Relaxation plays a large role in the nervous system. Stress stimulates the fight or flight response and activates the sympathetic nervous system, whereas relaxation techniques activate the parasympathetic nervous system, prompting the mind and body to rest and digest, essentially healing itself.

 

How do you activate the mind-body relaxation response?

 


There lots of methods that work differently for each individual. Finding what works best for you and implementing the techniques or activities on regular basis, rather than saving it for when you under a large amount of stress will work as a preventative approach.

 

 

Relaxation + Stress Relieving Techniques


 

1.    Taking walks in nature


Studies indicate taking walks in nature is an effective relaxation tool. It is recommended to spend at least 2 hours a week in nature to improve feelings of well-being.

 

2.     Listen to music

 

Listening to relaxation music such as light jazz, ambient music, or soundscapes has been proven to be an effective relaxation technique.

 

3.     Sip herbal tea


There are certain herbs that have been shown to relax the mind and body and reduce stress. In fact, we specifically formulated an herbal tea at citron, "Stress Tea" to enjoy before or after your service for this reason. Our herbal tea contains ashwaganda, lemon balm, peppermint, and chamomile.



 

4.     Spa Therapies

 

Our facials and body treatments are wellness and relaxation focused, including stress relieving massage, steamed towel compresses, healing touch, and customized aromatherapy. These techniques help stimulate the parasympathetic nervous system, relax muscles, and calm the mind.

 

The infrared sauna has 6 different wellness programs including “Relaxation” which uses far, mid, and near infrared rays induce deep relaxation as they relieve muscle tension at a low, comfortable intensity promoting overall stress reduction with regular use.



 

5.     Meditation


The relaxation response achieved through meditation has many benefits including reducing the body's metabolism, decreasing heart rate, breathing rate, and blood pressure, reducing muscle tension, and calming brain activity. It also helps improve the attention span and immune response.

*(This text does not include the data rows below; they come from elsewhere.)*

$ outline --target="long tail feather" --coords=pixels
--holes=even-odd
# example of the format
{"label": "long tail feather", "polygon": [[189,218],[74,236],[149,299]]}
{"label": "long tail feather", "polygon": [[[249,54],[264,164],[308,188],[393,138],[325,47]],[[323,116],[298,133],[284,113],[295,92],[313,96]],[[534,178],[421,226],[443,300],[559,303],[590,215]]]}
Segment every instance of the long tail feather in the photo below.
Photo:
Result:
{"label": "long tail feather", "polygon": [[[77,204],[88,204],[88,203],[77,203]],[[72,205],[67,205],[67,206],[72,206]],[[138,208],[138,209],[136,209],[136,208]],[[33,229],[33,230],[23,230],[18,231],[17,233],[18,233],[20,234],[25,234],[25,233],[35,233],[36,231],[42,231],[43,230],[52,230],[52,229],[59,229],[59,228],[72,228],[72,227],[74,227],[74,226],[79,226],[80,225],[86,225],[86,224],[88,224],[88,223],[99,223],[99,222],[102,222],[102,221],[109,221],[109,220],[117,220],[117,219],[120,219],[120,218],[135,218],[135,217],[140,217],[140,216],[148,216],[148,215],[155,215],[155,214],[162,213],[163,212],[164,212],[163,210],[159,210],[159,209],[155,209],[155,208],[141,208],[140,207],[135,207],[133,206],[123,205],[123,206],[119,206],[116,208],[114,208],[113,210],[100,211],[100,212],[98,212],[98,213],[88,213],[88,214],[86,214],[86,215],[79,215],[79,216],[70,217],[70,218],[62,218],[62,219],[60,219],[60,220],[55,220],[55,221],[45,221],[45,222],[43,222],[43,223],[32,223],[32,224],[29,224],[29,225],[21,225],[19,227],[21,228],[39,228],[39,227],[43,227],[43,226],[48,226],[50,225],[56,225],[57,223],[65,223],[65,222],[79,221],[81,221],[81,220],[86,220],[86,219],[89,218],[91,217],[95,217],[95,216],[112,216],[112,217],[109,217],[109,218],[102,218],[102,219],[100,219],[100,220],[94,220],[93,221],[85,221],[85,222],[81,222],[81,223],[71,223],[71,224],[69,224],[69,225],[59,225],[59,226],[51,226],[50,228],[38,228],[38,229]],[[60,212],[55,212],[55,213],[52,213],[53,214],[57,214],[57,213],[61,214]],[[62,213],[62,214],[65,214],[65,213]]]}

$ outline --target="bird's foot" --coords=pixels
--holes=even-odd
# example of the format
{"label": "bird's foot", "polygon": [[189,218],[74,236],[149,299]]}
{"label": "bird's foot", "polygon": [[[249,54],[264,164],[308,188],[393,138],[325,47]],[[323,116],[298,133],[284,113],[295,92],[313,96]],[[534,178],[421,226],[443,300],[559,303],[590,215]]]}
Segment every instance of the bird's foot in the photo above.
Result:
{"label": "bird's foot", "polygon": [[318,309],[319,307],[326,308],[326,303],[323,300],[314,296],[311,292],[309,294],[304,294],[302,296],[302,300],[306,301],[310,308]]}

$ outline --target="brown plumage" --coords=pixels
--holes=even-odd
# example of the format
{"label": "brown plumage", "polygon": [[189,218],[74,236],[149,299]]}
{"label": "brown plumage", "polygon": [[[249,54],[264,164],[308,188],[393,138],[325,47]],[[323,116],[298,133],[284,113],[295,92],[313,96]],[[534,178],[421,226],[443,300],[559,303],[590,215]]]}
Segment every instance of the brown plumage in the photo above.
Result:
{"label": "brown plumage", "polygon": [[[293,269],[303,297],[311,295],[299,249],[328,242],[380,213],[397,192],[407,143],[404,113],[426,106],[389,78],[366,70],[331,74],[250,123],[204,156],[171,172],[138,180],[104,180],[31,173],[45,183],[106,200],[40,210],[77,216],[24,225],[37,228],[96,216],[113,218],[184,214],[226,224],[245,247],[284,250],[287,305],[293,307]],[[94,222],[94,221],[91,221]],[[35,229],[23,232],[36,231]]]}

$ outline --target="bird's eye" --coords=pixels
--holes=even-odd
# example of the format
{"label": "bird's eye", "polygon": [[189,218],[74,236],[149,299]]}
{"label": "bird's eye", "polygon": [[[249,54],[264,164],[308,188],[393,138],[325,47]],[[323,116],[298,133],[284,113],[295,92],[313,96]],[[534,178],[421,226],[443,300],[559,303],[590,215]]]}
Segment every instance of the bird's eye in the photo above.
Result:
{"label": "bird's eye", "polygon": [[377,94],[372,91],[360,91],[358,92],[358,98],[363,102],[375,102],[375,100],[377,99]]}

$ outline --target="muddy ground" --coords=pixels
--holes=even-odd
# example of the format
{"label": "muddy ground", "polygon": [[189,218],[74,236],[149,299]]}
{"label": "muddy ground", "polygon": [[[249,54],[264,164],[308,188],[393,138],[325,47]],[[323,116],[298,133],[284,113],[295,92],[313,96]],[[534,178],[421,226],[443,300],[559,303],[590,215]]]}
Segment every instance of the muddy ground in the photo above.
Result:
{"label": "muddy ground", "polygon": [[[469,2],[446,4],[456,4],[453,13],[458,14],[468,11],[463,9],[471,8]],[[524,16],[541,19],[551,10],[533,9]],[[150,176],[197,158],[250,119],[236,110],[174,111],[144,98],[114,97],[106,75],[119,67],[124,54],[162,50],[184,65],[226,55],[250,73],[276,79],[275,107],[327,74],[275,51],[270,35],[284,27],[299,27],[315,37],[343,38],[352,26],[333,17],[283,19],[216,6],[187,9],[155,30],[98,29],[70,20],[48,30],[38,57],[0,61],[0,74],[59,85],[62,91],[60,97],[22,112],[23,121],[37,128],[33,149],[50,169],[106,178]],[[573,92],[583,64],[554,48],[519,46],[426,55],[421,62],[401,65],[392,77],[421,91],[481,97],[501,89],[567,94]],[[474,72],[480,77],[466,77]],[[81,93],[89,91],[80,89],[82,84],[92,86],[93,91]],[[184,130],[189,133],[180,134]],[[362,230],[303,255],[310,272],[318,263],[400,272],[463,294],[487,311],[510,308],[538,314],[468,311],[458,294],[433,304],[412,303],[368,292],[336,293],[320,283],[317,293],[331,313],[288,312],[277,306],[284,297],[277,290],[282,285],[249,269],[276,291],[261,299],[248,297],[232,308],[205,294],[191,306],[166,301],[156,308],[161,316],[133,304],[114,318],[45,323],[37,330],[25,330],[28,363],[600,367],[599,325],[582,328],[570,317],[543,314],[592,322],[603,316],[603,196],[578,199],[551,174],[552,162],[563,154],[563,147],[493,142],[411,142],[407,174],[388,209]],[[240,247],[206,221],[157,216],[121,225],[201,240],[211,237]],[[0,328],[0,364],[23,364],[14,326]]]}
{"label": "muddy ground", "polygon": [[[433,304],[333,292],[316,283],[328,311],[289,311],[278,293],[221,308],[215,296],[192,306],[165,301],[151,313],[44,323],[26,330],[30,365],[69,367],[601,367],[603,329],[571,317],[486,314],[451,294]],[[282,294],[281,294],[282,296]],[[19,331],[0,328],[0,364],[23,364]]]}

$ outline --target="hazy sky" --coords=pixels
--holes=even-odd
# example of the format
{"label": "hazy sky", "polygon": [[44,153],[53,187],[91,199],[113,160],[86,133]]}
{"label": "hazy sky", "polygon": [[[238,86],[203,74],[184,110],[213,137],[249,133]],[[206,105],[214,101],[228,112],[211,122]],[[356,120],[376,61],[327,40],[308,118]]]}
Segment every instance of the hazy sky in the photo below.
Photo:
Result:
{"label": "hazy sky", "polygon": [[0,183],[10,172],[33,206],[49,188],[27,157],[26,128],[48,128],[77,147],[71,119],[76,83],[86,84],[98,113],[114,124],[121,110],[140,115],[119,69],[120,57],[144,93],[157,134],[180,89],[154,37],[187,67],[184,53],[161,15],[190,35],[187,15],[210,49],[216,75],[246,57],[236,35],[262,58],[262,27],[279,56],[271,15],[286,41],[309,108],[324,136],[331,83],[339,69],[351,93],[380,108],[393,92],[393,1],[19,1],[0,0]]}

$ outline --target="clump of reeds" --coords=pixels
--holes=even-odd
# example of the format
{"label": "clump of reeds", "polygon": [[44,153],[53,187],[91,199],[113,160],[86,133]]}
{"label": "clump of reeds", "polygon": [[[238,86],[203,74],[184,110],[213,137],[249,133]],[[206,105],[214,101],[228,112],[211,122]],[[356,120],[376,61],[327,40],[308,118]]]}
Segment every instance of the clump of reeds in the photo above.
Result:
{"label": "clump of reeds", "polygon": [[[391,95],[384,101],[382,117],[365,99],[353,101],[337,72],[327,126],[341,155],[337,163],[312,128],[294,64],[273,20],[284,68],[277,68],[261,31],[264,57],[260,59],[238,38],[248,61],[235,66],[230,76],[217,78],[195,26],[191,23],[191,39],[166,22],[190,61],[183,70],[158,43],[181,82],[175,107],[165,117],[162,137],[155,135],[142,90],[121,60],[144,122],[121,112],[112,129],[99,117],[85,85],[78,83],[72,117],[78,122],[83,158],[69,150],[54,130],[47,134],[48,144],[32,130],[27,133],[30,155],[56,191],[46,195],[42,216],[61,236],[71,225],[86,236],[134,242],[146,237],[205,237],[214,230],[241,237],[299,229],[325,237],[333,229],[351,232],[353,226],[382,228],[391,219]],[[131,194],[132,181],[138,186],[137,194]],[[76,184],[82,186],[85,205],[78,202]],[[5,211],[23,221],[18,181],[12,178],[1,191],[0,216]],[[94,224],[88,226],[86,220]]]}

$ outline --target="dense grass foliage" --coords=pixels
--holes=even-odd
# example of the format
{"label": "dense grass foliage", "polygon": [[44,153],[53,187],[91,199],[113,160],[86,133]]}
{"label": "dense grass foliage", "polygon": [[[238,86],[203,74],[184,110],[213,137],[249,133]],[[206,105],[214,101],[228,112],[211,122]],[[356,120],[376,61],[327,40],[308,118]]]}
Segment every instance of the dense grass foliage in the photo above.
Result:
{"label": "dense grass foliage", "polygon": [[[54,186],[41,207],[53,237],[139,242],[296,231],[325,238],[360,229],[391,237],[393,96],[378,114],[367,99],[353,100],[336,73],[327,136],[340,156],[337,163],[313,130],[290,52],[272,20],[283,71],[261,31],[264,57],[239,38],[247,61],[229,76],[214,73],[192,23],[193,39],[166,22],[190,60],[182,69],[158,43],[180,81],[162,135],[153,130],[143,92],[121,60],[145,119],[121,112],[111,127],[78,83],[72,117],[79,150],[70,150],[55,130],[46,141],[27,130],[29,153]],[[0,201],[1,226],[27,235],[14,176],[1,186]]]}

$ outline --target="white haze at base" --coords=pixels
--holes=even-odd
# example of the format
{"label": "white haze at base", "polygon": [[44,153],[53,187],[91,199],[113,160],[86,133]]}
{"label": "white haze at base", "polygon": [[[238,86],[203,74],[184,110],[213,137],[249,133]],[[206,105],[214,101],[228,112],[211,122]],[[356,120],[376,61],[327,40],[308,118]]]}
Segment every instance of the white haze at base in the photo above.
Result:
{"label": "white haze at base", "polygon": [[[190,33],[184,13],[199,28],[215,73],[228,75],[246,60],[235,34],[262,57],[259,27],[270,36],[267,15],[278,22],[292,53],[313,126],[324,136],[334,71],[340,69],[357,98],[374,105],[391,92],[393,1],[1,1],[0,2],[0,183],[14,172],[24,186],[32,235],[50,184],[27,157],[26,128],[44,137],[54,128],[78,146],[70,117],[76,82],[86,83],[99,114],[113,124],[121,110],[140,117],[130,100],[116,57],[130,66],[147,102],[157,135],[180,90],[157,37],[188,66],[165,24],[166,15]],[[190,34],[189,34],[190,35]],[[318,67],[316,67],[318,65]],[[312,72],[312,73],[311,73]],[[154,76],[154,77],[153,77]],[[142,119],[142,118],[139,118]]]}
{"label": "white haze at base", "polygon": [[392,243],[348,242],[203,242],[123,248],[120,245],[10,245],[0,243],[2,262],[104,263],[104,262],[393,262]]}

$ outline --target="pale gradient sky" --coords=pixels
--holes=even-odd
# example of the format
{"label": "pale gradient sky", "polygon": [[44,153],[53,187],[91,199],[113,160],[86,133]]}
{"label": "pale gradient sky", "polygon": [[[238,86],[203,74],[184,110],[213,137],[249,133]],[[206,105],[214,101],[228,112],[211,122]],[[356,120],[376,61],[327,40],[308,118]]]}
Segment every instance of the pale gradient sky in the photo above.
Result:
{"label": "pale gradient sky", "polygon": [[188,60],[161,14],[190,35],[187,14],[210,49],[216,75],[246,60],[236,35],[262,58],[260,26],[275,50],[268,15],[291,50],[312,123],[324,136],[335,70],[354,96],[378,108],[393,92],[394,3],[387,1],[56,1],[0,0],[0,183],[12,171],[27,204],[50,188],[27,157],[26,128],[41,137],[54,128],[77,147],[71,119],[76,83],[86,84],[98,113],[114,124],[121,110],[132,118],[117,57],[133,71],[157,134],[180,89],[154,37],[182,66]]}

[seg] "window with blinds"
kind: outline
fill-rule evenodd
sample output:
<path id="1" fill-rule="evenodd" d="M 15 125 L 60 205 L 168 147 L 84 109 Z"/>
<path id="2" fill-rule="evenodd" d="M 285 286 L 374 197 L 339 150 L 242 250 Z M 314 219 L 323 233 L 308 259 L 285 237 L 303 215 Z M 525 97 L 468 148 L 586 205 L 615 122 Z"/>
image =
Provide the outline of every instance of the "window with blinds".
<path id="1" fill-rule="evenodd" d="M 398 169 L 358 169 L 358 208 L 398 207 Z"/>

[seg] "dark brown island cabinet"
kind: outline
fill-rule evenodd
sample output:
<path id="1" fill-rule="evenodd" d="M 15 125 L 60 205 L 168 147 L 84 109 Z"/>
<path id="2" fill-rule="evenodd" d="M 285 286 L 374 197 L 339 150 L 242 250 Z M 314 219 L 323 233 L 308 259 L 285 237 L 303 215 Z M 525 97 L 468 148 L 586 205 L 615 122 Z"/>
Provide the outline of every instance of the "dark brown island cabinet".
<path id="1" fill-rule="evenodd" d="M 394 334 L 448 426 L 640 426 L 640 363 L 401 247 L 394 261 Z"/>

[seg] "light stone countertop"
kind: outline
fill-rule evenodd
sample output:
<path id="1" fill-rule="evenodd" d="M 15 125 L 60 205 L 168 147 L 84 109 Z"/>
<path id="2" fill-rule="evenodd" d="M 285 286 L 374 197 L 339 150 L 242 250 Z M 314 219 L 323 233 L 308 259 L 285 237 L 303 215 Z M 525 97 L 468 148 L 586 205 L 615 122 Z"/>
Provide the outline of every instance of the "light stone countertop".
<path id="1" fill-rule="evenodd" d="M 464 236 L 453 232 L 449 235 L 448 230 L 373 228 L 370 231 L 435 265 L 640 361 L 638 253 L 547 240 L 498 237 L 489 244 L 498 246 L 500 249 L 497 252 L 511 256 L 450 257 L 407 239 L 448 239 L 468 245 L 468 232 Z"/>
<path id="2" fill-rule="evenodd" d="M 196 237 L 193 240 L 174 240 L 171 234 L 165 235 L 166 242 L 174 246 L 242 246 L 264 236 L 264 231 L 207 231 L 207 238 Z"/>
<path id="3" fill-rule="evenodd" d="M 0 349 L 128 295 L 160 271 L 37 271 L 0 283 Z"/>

Meditating twice a day for 10-20 minutes each session is a great place to start. Simply find a comfortable seated position with good posture and focus on your breath. When a thought arises, gently but firmly bring your attention back to your breath. Do not try to stop your thoughts, the goal is to simply be aware of them and refocus your attention on your breath instead of the thought itself.

 

6.    Breathing techniques

Breathing techniques are also a simple way to induce relaxation and have been shown to reduce the physical symptoms of depression and anxiety as well as emotional responses of anger and nervousness.


Deep Breathing Exercise

I like to do this deep breathing exercise in the shower or a steam bath or even just laying in bed before I get up for the day.


·       Step 1: Breathe in through the nose for a count of 4. 

·       Step 2: Hold breath for a count of 4. 

·       Step 3: Breath out for a count of 4. 

·       Step 4: Hold breath for a count of 4.